In 2016, Public Health Ontario released an interactive web report and infographic on the topic of traffic-related air pollution (TRAP). This report provides a definition for TRAP, highlights some of the key health impacts from TRAP, describes recent trends in TRAP across Ontario and identifies some of the populations most at risk to the health impacts of TRAP.

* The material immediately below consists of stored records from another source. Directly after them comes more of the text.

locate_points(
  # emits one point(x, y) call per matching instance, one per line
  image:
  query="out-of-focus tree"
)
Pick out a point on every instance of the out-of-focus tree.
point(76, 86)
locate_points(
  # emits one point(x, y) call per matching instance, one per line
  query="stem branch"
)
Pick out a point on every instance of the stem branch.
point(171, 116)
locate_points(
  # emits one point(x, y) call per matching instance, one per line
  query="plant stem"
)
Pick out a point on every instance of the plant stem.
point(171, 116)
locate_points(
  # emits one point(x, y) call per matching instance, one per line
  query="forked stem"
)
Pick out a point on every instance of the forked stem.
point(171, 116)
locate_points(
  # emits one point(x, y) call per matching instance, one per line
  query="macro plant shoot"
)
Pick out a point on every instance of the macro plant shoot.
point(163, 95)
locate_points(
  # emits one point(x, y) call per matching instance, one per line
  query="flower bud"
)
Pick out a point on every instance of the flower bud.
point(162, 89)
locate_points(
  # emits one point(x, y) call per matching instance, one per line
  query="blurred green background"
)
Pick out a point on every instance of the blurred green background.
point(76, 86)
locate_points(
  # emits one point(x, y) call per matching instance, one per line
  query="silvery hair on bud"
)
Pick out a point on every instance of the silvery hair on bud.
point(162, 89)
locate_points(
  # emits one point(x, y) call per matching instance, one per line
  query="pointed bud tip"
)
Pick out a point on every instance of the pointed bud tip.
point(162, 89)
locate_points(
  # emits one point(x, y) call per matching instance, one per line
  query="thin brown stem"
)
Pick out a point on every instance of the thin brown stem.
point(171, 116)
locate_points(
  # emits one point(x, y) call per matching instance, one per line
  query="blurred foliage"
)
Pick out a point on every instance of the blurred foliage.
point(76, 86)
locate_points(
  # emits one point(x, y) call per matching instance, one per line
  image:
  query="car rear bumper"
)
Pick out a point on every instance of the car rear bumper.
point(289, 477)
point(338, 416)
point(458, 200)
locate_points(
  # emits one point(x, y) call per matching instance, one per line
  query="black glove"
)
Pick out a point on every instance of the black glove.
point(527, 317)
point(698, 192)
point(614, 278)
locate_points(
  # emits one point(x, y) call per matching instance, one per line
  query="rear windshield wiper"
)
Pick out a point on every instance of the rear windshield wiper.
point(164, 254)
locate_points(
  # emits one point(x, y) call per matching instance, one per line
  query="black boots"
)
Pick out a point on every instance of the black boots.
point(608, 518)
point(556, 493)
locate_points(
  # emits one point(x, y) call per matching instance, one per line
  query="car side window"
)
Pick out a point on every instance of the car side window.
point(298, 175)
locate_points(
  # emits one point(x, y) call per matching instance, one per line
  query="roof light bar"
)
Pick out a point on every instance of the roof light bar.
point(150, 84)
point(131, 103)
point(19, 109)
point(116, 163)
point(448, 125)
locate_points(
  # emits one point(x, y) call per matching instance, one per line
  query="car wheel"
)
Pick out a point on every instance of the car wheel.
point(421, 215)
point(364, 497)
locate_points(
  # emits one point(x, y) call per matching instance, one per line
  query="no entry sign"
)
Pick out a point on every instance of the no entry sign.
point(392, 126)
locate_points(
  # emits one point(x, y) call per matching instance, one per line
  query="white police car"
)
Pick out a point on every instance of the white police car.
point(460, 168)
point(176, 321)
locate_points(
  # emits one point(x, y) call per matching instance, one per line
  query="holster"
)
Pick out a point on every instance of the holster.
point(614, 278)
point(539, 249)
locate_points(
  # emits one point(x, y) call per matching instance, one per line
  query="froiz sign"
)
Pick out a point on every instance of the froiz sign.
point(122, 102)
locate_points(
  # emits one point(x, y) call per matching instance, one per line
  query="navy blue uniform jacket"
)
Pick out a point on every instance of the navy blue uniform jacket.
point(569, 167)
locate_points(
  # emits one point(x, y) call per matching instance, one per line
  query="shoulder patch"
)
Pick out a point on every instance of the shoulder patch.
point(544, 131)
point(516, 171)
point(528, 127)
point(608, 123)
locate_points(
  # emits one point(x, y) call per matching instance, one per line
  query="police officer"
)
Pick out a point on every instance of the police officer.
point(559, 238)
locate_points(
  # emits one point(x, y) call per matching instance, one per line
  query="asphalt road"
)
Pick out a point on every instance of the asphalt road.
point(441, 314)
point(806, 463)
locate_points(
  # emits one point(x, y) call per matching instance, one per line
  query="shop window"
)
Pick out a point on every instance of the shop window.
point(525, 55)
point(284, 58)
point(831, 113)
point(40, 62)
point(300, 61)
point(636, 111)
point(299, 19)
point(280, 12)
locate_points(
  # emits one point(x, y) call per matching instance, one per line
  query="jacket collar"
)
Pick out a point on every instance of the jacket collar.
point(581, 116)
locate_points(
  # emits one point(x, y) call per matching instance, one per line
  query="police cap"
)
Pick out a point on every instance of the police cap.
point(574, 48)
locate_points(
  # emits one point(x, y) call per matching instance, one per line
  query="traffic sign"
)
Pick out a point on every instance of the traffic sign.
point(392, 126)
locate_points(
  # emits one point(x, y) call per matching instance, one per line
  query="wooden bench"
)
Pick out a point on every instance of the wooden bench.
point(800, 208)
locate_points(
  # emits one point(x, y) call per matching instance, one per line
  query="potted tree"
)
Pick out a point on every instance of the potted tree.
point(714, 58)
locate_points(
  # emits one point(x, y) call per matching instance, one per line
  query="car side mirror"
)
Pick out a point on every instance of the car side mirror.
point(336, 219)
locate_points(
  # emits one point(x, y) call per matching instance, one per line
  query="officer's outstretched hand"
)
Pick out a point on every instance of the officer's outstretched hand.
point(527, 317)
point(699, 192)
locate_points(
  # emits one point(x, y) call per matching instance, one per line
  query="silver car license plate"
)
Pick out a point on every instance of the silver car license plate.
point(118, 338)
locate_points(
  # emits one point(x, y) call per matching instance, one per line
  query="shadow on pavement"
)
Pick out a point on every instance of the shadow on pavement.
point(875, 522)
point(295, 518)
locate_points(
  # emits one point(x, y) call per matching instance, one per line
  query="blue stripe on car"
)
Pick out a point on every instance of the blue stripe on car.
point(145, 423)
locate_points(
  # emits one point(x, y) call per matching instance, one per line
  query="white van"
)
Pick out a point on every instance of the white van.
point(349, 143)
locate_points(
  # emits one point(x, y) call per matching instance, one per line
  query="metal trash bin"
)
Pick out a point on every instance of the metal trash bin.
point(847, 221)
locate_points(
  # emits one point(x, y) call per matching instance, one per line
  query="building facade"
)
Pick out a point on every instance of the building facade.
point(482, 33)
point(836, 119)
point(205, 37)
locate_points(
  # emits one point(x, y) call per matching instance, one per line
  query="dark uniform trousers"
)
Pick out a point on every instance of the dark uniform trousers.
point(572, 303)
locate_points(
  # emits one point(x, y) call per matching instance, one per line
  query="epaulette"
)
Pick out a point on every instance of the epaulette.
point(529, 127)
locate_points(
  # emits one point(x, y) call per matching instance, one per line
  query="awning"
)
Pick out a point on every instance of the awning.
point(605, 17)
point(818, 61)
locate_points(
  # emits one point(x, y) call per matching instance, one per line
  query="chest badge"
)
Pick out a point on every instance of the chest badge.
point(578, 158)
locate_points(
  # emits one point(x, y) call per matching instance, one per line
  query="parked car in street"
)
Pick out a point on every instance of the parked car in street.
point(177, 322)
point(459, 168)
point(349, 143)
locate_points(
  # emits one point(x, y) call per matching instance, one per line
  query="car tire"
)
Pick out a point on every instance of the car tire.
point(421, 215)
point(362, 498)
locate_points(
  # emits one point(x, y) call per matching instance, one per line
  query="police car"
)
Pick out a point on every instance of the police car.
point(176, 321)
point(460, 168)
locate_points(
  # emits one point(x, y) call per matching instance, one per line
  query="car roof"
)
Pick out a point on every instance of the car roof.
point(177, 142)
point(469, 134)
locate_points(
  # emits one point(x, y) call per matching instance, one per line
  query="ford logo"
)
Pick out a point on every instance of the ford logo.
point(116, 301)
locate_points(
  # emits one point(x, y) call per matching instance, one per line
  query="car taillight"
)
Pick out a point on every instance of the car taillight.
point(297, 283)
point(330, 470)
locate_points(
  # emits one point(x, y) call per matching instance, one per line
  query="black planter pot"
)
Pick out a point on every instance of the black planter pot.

From 2003 to 2015, the average annual concentrations of NO, NO2 and NOx, pollutants which are associated with traffic, decreased significantly at the Barrie monitoring station; however, the annual mean concentration of PM2.5 (another traffic-related pollutant) did not change significantly over this 13 year time-period. Decreases in air pollutant concentrations can be attributed to reductions in emissions from both vehicles and industrial sources. Despite improvements in overall air quality, those who spend large amounts of time on or near major roads and highways, including commuters, remain at risk of high exposure to TRAP.
Living within 100 m of a major road or within 500 m of a highway–way is considered to be within the TRAP exposure area and is associated with the onset and worsening of asthma in children as well as other adverse health outcomes. In Simcoe Muskoka in 2011, less than one-in-five (17.6%) residents lived in a TRAP-exposed area, which was lower than the one-quarter (27.8 %) of the overall Ontario population that lived inside TRAP-exposed areas. Children, seniors, and people with pre-existing health conditions are more vulnerable to the adverse health effects related to TRAP exposure. Many institutions that serve these vulnerable populations, like elementary schools and long-term care homes for seniors, are located with-in a TRAP-exposed area.